Map in hand, we began the journey to our hotel.  Remember this was the first day and you know what usually happens  —  directional confusion!  So off we go to the information kiosk.  After much nodding and theatrical pointing, we found our way to the tram stop.

One tram, two trams, there’s our tram — fingers crossed!  We scrambled on board just as a torrential cloudburst burst, nervously chuckling like condemned men who had just dodged a bullet. 

Acting as GPS, I turned our damp map with each curve in the road.  Dutifully I watched for street signs and landmarks.  This got progressively more difficult as the windows steamed with moisture. Like an intermittent wiper, I would stroke the window clear and check our position. The final curve;  we were crossing the river.  Our hotel is across the river.  At that point we knew we were on the right tram.  The next stop was ours.

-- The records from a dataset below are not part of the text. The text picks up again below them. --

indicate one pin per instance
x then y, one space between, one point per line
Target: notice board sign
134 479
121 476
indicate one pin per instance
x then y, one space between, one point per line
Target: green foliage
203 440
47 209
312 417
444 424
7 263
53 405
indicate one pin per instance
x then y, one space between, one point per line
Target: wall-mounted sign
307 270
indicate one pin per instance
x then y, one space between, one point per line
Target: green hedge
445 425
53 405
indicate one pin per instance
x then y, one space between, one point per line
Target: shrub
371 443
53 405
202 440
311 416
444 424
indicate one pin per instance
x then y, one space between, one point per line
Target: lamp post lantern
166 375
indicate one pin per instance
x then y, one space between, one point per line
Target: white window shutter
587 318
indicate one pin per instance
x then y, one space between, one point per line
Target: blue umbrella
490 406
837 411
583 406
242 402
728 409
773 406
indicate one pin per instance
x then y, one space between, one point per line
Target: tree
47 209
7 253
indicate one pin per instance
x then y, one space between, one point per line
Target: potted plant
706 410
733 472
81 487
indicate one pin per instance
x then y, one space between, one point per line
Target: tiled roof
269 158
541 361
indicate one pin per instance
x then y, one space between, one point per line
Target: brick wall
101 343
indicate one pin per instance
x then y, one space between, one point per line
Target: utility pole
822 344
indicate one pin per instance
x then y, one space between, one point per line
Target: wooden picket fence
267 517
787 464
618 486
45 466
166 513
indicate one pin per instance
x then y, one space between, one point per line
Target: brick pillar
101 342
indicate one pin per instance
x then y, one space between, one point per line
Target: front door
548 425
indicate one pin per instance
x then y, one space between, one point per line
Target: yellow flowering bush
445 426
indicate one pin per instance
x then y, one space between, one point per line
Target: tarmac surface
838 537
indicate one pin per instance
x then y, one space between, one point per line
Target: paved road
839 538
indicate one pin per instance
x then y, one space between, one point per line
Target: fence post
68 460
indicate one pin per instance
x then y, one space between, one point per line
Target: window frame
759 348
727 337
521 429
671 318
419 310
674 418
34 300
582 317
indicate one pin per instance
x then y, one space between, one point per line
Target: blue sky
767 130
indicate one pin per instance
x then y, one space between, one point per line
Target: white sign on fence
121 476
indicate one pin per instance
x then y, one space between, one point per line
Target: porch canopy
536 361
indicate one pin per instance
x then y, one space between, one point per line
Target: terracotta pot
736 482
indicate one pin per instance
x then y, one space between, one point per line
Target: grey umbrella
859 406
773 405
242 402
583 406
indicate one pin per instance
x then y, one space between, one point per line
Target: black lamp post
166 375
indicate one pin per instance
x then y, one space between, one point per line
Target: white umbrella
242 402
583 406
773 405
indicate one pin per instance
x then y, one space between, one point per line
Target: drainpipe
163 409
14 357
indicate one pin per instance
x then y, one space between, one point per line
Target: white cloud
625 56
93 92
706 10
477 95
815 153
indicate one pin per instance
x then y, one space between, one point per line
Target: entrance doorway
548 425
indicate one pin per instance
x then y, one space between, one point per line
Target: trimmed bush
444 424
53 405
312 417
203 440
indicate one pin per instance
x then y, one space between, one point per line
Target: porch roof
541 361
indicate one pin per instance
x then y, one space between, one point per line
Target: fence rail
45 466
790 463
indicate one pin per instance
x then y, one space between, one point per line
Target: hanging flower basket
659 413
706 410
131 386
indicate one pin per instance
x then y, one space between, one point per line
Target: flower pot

Splashing down onto the cobbled sidewalk, I couldn’t help but think of myself as a latter day Gene Kelly.  We set off in the rain in search of Hotel Josef,  our small luggage train in tow keeping a merry syncopated beat - climp, clomp, splot.

A right turn instead of left (remember this is still the first day!) we circled back around and spotted our hotel through the downpour.  We arrived soaked, but with a smile; a broad smile.  It was bright, crisply designed and sparkled defiantly against the weather.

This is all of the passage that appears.